Species and substrate inventory

Each plot was divided into 10×10 m subplots, which formed the units of observation. We searched each subplot for presence of red-listed bryophytes and lichens [37] on all substrates (ground, trees, boulders etc) from the ground up to 2 m. The liverwort Lophozia ciliata Damsh. L. Söderstr. et Weib. (excluded from Table S1) was found in so many subplots that it, due to time constraints, had to be omitted from the survey.

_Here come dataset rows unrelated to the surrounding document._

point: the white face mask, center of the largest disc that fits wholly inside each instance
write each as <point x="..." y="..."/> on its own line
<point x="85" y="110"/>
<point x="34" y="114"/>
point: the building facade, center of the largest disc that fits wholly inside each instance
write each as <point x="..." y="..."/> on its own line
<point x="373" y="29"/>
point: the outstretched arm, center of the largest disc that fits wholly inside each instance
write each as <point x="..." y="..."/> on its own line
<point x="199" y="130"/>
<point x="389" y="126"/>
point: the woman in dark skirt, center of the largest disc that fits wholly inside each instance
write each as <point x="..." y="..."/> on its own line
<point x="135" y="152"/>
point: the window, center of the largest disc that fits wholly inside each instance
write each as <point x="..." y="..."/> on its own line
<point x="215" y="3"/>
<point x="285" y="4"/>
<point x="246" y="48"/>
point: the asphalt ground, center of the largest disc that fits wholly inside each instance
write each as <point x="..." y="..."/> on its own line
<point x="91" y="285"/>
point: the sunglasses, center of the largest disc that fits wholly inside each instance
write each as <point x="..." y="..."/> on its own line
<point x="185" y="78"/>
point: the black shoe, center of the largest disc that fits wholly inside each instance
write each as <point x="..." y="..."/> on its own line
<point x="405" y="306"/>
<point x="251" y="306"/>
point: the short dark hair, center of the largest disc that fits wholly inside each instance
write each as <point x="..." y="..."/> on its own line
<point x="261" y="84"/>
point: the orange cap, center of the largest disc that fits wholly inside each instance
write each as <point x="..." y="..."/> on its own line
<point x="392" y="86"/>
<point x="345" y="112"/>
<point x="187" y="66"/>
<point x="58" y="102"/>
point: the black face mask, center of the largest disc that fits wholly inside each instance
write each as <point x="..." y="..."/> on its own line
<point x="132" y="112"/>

For the same reason also the lichen Micarea globulosella (Nyl.) Coppins was not possible to record in detail, and thus only its presence per plot was noted. The survey of all re-listed bryophytes and lichens would have suffered from the disproportionately large effort needed to record these two species in the same detail. All red-listed bryophytes and lichens in the study region were in the Red List described as being negatively affected by logging, and/or by a decrease in substrates associated with forestry activities [38], [39]. Since dead wood and deciduous trees are key components for biodiversity in boreal forests, we performed detailed surveys of these structures in the plots. We used the Line Intersect Sampling method to estimate amount of dead wood [40] with four line transects placed in each plot (Fig. 1). Three classes of degree of decay were used: 1) hard wood (0–10% of the trunk volume consists of soft, decayed wood); 2) moderately decayed wood (11–75% decayed wood; still with a heart of hard wood); 3) well-decayed wood (76–100% decayed wood; a pointy object is possible to push through the entire trunk). The volume and surface area of downed wood per plot were calculated according to Gregorie & Valentine [41]. Standing dead wood (snags and stumps) were measured within two metres on either side of each transect, as was the diameter at breast height of each Populus tremula L., Sorbus aucuparia L. and Salix caprea L. tree standing. Since other deciduous trees like Betula pendula Roth., Betula pubescens Ehrh., and Alnus incana (L.) Moench only rarely act as hosts for the species surveyed in this study, these were not investigated in detail. The size of the deciduous trees and the degree of decomposition of dead wood in the young stands revealed that most of such substrates were legacies from the previous forest generation.

Surrounding landscape

To analyze the impact of forest age and prevalence of wet areas in the surrounding landscape on red-listed species in the young stands, three virtual buffer zones were created using a geographic information system (ArcGis 9.1). The buffer zones were centred in the young plots and reached 100, 200 and 400 meters, respectively, from the plot edge. Within these buffer zones the area of old forests was measured using kNN (k- Nearest Neighbour) satellite mapping, with a 25×25 m resolution. To the area present old stands we added the area of forests younger than our focal young stands. The rationale for this was that forests that were younger than our inventoried young stands were old at the time of harvest of our focal stands, and may thus have acted as propagule sources before being clear-cut. The remote sensing kNN-data is calibrated against field data from the National Forest Inventory, i.e. the annual national field sample of forest variables [42].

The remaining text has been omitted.